Topics and sub-topics

  1. Classes, Objects & Handles — declaration, new(), handle semantics, copy, this, object lifetime.

  2. Inheritance & Polymorphism — extends, virtual dispatch, $cast, abstract classes, polymorphic containers, interview traps.

  3. Class Features — static members, parameterized classes, access qualifiers, extern methods.

  4. Virtual Interfaces — connecting the dynamic class world to static DUT pins.

  5. Interprocess Communication — mailboxes, semaphores, events between testbench threads.

  6. OOP Patterns — factory, singleton, callbacks, and layered testbench architecture.


Class world vs module world

A simulation has two parallel worlds. The module world is built at elaboration and never changes shape. The class world is built at runtime, grows and shrinks, and reaches the pins only through a virtual interface bridge. Keeping the boundary in your head explains most OOP rules — why classes cannot contain always blocks, why drivers need a vif handle, and why objects need no fixed instance path.

diagram
MODULE WORLD (static)              CLASS WORLD (dynamic)
  ─────────────────────              ─────────────────────
  elaborated at time 0               constructed at runtime
  fixed instance tree                objects come and go
  wires, always blocks               handles, methods, tasks
  hierarchical paths                 no fixed paths — handles only

  ┌────────────────────┐            ┌──────────────────────────┐
  │ top                │            │  test (initial block)    │
  │  ├── dut           │            │    env = new();          │
  │  │    (RTL)        │            │    ├── driver  obj       │
  │  └── intf          │◄──vif──────│    ├── monitor obj       │
  │       (signals,    │   bridge   │    └── scoreboard obj    │
  │        clocking)   │            │  txn objects ×1000s      │
  └────────────────────┘            └──────────────────────────┘

  vif = the ONLY doorway between the two worlds:
  class driver;  virtual dut_if vif;  // handle to a static interface
    task drive(); vif.cb.data <= txn.data; endtask
  endclass

What each world is good at

  • Modules — synthesizable structure, pin-accurate timing, fixed hierarchy that tools can elaborate and optimize.

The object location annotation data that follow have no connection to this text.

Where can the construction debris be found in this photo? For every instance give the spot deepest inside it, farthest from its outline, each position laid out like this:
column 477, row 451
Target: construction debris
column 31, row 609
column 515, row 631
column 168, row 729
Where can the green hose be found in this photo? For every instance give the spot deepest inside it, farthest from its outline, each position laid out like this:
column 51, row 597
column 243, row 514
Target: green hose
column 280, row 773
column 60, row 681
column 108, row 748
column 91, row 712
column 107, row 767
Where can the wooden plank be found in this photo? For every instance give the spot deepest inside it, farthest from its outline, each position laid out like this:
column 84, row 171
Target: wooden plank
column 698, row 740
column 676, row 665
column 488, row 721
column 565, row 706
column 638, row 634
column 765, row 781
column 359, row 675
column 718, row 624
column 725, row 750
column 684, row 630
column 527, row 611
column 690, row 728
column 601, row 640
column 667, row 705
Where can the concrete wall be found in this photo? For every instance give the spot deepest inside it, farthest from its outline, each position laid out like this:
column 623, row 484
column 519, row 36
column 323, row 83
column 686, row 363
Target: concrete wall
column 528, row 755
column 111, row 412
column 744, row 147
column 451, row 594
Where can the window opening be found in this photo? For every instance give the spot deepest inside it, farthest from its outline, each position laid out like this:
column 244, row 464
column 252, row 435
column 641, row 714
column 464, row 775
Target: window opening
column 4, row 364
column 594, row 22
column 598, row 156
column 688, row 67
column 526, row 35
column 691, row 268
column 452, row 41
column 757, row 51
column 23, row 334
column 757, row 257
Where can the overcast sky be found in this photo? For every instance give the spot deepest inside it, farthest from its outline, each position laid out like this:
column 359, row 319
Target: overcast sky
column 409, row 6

  • Classes — randomizable data, runtime creation, inheritance for reuse, containers and IPC for thread coordination.

  • Interfaces sit between — declared like modules, handed to classes as virtual interface handles.

  • Interview angle: 'why can't a class drive DUT pins directly?' — classes have no elaboration-time connectivity; they need a vif handle to a static interface.

Key takeaways

  • Modules are static structure; classes are dynamic data and behavior — testbenches need both.

  • Objects are created with new() at runtime and reached only through handles.

  • Inheritance + virtual methods let you extend a proven testbench without editing its source.

  • The virtual interface is the single bridge from the class world to DUT pins.

Common pitfalls

  • Writing a testbench as one giant module with tasks — no reuse, no per-test customization, no randstate isolation.

  • Treating a handle as the object itself — assignment copies the reference, not the data.

  • Forgetting virtual on base-class methods — derived overrides silently never run through base handles.

  • Storing pin references in classes without a virtual interface — illegal or unportable hierarchical paths.